Le Goethe-Institut à Kinshasa est un bureau de liaison. Qu’est-ce que cela signifie?

Comme bureau de liaison, nous sommes une sorte de satellite, un petit bureau, qui peut réagir de manière très flexible aux conditions locales. Au cours des deux premières années de notre présence, il vient de faire connaissance avec le milieu culturel et d’acquérir une expérience. Par la suite, l’emplacement sera évalué et décider si, et si oui sous quelle forme nous nous installons ici.

Bureau de liaison signifie également que nous nous concentrons d’abord sur les échanges culturels et pas d’offrir des cours de langue. Cela peut venir plus tard, si nous le jugeons nécessaire.

Quelle est la mission dans le monde de Goethe-Institut?

Notre mission peut être représentée en trois mots: la langue, la culture et l’Allemagne. Nous faisons la promotion de la connaissance de la langue allemande à l’étranger – comme je l’ai dit, cela ne concerne pas encore le Congo pour le moment – aussi, nous nous sommes engagés dans la coopération culturelle internationale et nous diffusons l’image de l’Allemagne actuelle.

Que signifie exactement l’échange culturel?

Nous voulons amener les acteurs culturels congolais et allemands à travailler ensemble afin d’obtenir ainsi une source d’inspiration les uns des autres s’inspirer mutuellement et aussi pour discuter. Cela fonctionne bien quand les artistes restent plus longtemps sur place. Voilà pourquoi nous invitons deux artistes pour un séjour de trois semaines. Mais nous voulons aussi fournir des projets ciblés ensemble qui répondent aux besoins du milieu de la culture congolaise et l’aider à former et qualifier leurs acteurs, non pas à Kinshasa seulement mais aussi dans l’ensemble du pays.

Nous préparons un projet Elysée avec l’Institut français sur l’avenir. Des élections sont prévues en Novembre – c’est un moment opportun pour poser la question: « Comment les artistes s’imaginent l’avenir? » Il y aura une exposition, une série de films, des tables rondes et un concours de médias sociaux.

Les Beaux-arts seront certainement le focus.

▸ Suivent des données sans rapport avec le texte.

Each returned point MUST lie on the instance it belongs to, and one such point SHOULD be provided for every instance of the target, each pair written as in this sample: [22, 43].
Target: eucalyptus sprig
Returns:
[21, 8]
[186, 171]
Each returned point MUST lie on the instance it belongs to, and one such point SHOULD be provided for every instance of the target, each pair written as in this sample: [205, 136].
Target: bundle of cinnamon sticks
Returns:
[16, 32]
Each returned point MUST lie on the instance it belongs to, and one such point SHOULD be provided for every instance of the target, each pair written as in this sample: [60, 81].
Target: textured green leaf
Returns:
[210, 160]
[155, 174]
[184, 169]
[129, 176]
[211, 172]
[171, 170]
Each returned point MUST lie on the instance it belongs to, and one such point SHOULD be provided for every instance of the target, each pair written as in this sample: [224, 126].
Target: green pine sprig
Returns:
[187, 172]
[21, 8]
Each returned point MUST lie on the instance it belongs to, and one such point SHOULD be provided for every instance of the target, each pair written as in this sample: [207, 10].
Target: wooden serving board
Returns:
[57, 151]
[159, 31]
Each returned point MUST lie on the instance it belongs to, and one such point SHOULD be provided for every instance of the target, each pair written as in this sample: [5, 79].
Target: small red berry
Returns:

Nous venons d’ouvrir la première exposition d’un jeune artiste dans la galerie d’art mobile avec KinArt Studio. En 2016, ce petit cube blanc sera construit dans quatre quartiers différents et jeunes artistes hommes et femmes seront exposés. En collaboration avec l’Académie des Beaux-Arts, nous prévoyons un programme résident sur « l’espace urbain ».

La Rumba congolaise a été diffusée au cours des dernières décennies à l’ensemble du continent africain. Partout il y a des musiciens et leur musique est entendue live dans de nombreux bars ; il y a de la musique classique, du folk – tous les genres de musique sont représentés. Voilà pourquoi nous allons continuer à travailler avec la musique. L’année dernière, au début, nous avons fait avec l’atelier « Étapes vers une carrière musicale professionnelle réussie ». Maintenant, nous étudions comment nous pouvons aider mieux possible les managers.

Enfin: Où se trouve l’Institut?

Nous louons un petit bureau à l’Institut français de Kinshasa (Halle de la Gombe). Dans la petite médiathèque, il y a également un petit inventaire de la littérature allemande en version française et des ouvrages d’apprentissage de l’allemand. Chaque mois, nous projetons dans le cadre du « Deutscher Dienstag «  (mardi allemand) un film allemand avec sous-titrage en français. Mais on peut nous trouver aussi sur l’Internet, où l’on peut s’inscrire à la newsletter. Et sur Facebook, nous fournissons des informations actualisées sur notre programme.

 

Le Goethe-Institut est l’institut culturel de la République fédérale d’Allemagne actif au niveau mondial. Nous promouvons la connaissance de la langue allemande à l’étranger et entretenons des collaborations culturelles internationales. Dans le monde entier, il y a 159 institutions dans 94 pays, dont 13 Instituts et deux bureaux de liaison en Afrique sub-saharienne.